Economic growth will be the linchpin of Labour’s strategy for government if it wins the election, as it is comfortably expected to do in two weeks. Rachel Reeves, Labour’s shadow chancellor, has ruled out raising those taxes that are the big revenue raisers, and has committed Labour to effectively adopting Jeremy Hunt’s fiscal rule that debt should be forecast to fall as a share of GDP in five years’ time. So if a future Labour government wants to invest in significantly improving financial support for children in poverty or in public services, it is vital it finds ways to grow the economy.
Labour says its approach is centred around delivering greater stability in order to encourage higher levels of private investment. But many economists think it will also take higher levels of public investment to achieve anything like the business investment needed to generate growth. Yet after it scaled back its proposals to invest £28bn a year in the green transition, levels of planned public investment under Labour would only be marginally higher than under Conservative plans.

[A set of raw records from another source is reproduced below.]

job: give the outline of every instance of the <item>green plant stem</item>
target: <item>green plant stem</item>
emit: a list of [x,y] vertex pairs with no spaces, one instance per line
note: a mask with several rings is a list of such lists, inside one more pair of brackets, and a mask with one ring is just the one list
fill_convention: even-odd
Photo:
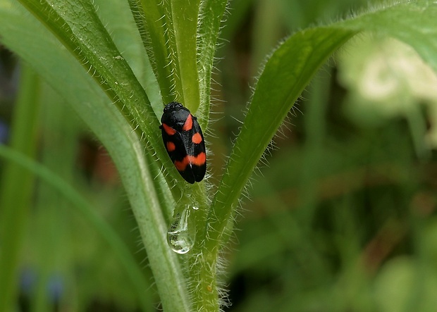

There is, however, one obvious place Labour can look to generate growth: in reducing the trade barriers with our closest and biggest trading bloc that were erected as a result of Brexit. Labour has made noises about building a more positive trading relationship with Europe: Keir Starmer has said he will repair “the bridges the Tories have burnt” with the EU, and party figures have talked of “deepening the relationship” alongside an effort to improve security cooperation with Europe. The Labour manifesto, however, clearly rules out rejoining the EU customs union, as well as the single market. Instead, the stated ambitions are far more modest: to negotiate a veterinary agreement to prevent unnecessary border checks; cooperation to support touring artists; and securing a mutual recognition agreement for professional qualifications in the service industries.
The truth is that these incremental steps may help build positive relationships but are unlikely to do much to boost growth in the context of the 2-4% by which Brexit is likely to depress long-run GDP. Brexit created significant non-tariff trade barriers for exports and imports to the EU. New trade deals with Japan, Australia and New Zealand are projected to increase GDP by relatively tiny amounts in comparison. In fact, the proportion of total UK trade that takes place with the EU is at its highest level since 2008, partly because de-integration from European supply chains has also made trade with the rest of the world more difficult]. Brexit is likely to have reduced the UK’s already low level of business investment even further, hampering growth. UK in a Changing Europe describes it as a “slow puncture, exacerbating other economic problems and resulting in the UK underperforming compared with similar-sized economies”. Boris Johnson’s promised economic nirvana of growth driven by regulatory divergence from the EU simply has not materialised; little wonder when you consider this would be delivered at the price of even greater non-tariff barriers with the EU.
It all raises the question: what was the point? The overall salience of Brexit has declined sharply since Britain left the EU; just 13% of voters cite it in their top three issues facing the country today compared with 73% in September 2019. New polling for the Observer this weekend highlights that 56% think Brexit has had a bad effect on the economy, and only 12% a good effect; almost six in 10 voters say they would prefer to have a closer relationship with the EU. Last year only 15% of voters said that if Keir Starmer proposed to renegotiate the Brexit agreement it would make them less likely to vote for the party.
This gives Labour breathing room to use its initial efforts to negotiate greater economic cooperation in specific areas as a testing ground for more substantial agreement. Rejoining the customs union is not a simple proposition; it would take considerable negotiating effort and good faith on both sides. Politicians across the EU would undoubtedly take convincing that it would be worth the effort given the other issues, from Ukraine to immigration, that are consuming their attention. Joining the customs union would also require renegotiating the deals the UK has agreed with Australia and New Zealand. However, it could ultimately deliver significant returns in economic growth by reducing the friction created by trade barriers.
The political appetite for something this significant is unlikely to be there in the first couple of years after a general election, given Labour has ruled out rejoining the customs union in its manifesto, and its nervousness about handing opposition parties an attack line even in the context of a very large majority. But as always, there will be trade-offs: easing trade barriers with huge trading block neighbours would in normal circumstances be a reliable go-to for countries looking to improve their sluggish productivity.
Boris Johnson’s decision to pursue a hard Brexit that had no real democratic mandate – it was never put to voters in the wake of a referendum campaign that promised them that a vague proposal to leave the EU would magically solve all the UK’s long-term structural issues – has come at a huge economic cost the UK can ill afford in the context of poor productivity growth and low levels of business investment. There is little enthusiasm in Labour for a more substantive economic alignment with the EU. But if the UK’s economic outlook remains unfavourable, Starmer may eventually come to the conclusion he has few other options when it comes to generating the tax revenues he will need to deliver the rest of his governing agenda.